Аделина беседовала по мобильнику с матерью. Прасковья Ивановна с мужем Платоном Ильичом жила в воронежской деревне, довольно большой, не сказать, что захудалой. Последние 20 с хвостиком лет, общаясь с дочерью, она начинала свой разговор со слов: «Я умираю!» И тут же долго и подробно рассказывала, как умирает.
Прасковья Ивановна требовала к себе внимания. Ее одолевала «нуда», или по-другому, скука, а по-библейски - уныние. Не зря это качество попало в число смертных грехов.

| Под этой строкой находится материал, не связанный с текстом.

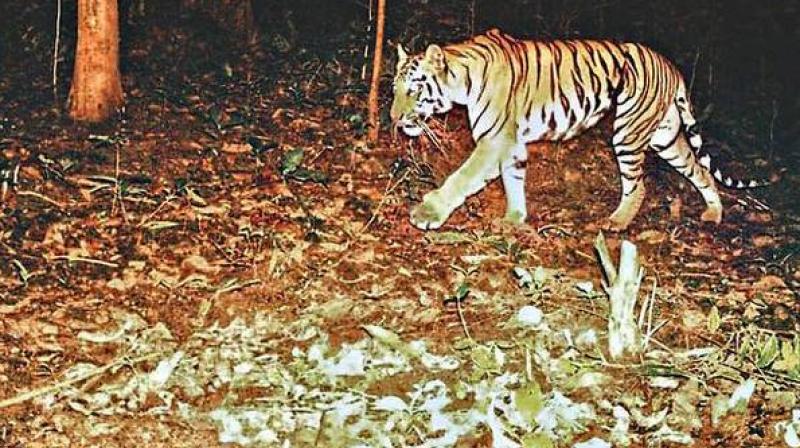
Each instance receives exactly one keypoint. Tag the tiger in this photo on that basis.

Своей нудой женщина доводила Аделину до белого каления, заставляла вопить, визжать и ругаться матом. После разговора с матерью Женина супруга долго лежала обессиленная, пила валерьянку, с трудом приходила в себя. И не звонить было нельзя. Прасковья Ивановна сразу начинала думать: случилось что-то плохое. Она сама набирала номер Аделины и закатывала истерику.